Additional Procedures for GRIO

The following subsections describe additional special-purpose procedures for configuring disks and GRIO system components. It is not advisable to perform these tuning procedures, because they can cause bad data to be returned from disk drives. However, in situations where data access speed is more important than data integrity, these tunings may be helpful.

Disabling Disk Error Recovery


Caution: Setting disk drive parameters must be performed correctly on approved disk drive types only. Performing the procedure incorrectly, or performing it on an unapproved type of disk drive can severely damage the disk drive. Setting disk drive parameters should be performed only by experienced system administrators.

The procedure for setting disk drive parameters is shown below. In this example all of the parameters shown in Table 8-2 are changed for a disk on controller 131 at drive address 1.
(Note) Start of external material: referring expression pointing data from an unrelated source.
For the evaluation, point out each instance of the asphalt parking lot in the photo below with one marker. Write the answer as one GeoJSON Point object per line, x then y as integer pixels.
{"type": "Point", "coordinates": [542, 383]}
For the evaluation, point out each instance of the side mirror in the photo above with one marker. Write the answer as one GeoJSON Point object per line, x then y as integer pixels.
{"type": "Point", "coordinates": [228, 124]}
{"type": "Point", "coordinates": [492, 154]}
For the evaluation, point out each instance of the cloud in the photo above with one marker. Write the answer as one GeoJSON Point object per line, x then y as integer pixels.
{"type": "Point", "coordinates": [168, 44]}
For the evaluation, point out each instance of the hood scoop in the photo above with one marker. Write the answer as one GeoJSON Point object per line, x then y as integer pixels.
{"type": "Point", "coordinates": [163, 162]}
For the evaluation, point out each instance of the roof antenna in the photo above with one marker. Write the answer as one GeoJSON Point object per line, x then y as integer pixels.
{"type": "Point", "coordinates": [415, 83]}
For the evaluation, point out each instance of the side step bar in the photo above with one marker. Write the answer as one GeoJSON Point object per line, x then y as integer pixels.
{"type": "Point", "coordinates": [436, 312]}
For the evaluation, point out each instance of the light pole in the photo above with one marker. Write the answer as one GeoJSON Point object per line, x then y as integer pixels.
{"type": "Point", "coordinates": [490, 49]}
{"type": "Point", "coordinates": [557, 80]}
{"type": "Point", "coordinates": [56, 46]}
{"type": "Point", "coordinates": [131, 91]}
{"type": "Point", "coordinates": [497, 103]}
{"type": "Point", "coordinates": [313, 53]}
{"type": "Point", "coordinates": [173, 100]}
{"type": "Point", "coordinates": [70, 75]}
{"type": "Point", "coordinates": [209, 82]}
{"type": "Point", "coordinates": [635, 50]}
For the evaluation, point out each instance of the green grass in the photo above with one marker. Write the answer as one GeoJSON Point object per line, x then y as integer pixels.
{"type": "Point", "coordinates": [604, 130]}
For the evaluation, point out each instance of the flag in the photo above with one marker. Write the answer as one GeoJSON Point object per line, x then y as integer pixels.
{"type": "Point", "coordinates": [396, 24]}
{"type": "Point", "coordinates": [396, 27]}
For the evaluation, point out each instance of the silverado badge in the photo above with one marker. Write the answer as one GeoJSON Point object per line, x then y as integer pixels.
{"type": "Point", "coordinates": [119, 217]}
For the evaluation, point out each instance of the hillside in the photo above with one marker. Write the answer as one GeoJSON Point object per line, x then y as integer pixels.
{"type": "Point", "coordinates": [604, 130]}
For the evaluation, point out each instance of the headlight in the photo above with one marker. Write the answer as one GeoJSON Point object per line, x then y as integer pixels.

Table 8-2. Disk Drive Parameters for GRIO

Parameter

New Setting

Auto bad block reallocation (read)

Disabled

Auto bad block reallocation (write)

Disabled

Delay for error recovery (disabling this parameter enables the read continuous (RC) bit)

Disabled


  1. Start fx in expert mode:

    # fx -x 
    fx version 6.4, Sep 29, 1996
    

  2. Specify the disk whose parameters you want to change by answering the prompts:

    fx: "device-name" = (dksc) Enter 
    fx: ctlr# = (0) 131 
    fx: drive# = (1) 1 
    fx: lun# = (0)
    ...opening dksc(131,1,0)
    
    
    ...drive selftest...OK
    

  3. Confirm that the disk drive is disk drive type SGI 0664N1D 6s61 or disk drive type SGI 0664N1D 4I4I. These disk drive types are approved for changing disk parameters. The disk drive type appears in the next line of output:

    Scsi drive type == SGI     0664N1D         6s61
    ----- please choose one (? for help, .. to quit this menu)-----
    [exi]t               [d]ebug/             [l]abel/
    [b]adblock/          [exe]rcise/          [r]epartition/
    

  4. Show the current settings of the disk drive parameters (this command uses the shortcut of separating commands on a series of hierarchical menus with slashes):

    fx > label/show/parameters
    
    ----- current drive parameters-----
    Error correction enabled          Enable data transfer on error
    Don't report recovered errors     Do delay for error recovery
    Don't transfer bad blocks         Error retry attempts          10
    Do auto bad block reallocation (read)
    Do auto bad block reallocation (write)
    Drive readahead  enabled          Drive buffered writes disabled
    Drive disable prefetch   65535    Drive minimum prefetch         0
    Drive maximum prefetch   65535    Drive prefetch ceiling     65535
    Number of cache segments     4
    Read buffer ratio        0/256    Write buffer ratio         0/256
    Command Tag Queueing disabled
    
    
    ----- please choose one (? for help, .. to quit this menu)-----
    [exi]t               [d]ebug/             [l]abel/
    [b]adblock/          [exe]rcise/          [r]epartition/
    

    The parameters in Table 8-2 correspond to Do auto bad block reallocation (read), Do auto bad block reallocation (write), and Do delay for error recovery, in that order. Each of them is currently enabled.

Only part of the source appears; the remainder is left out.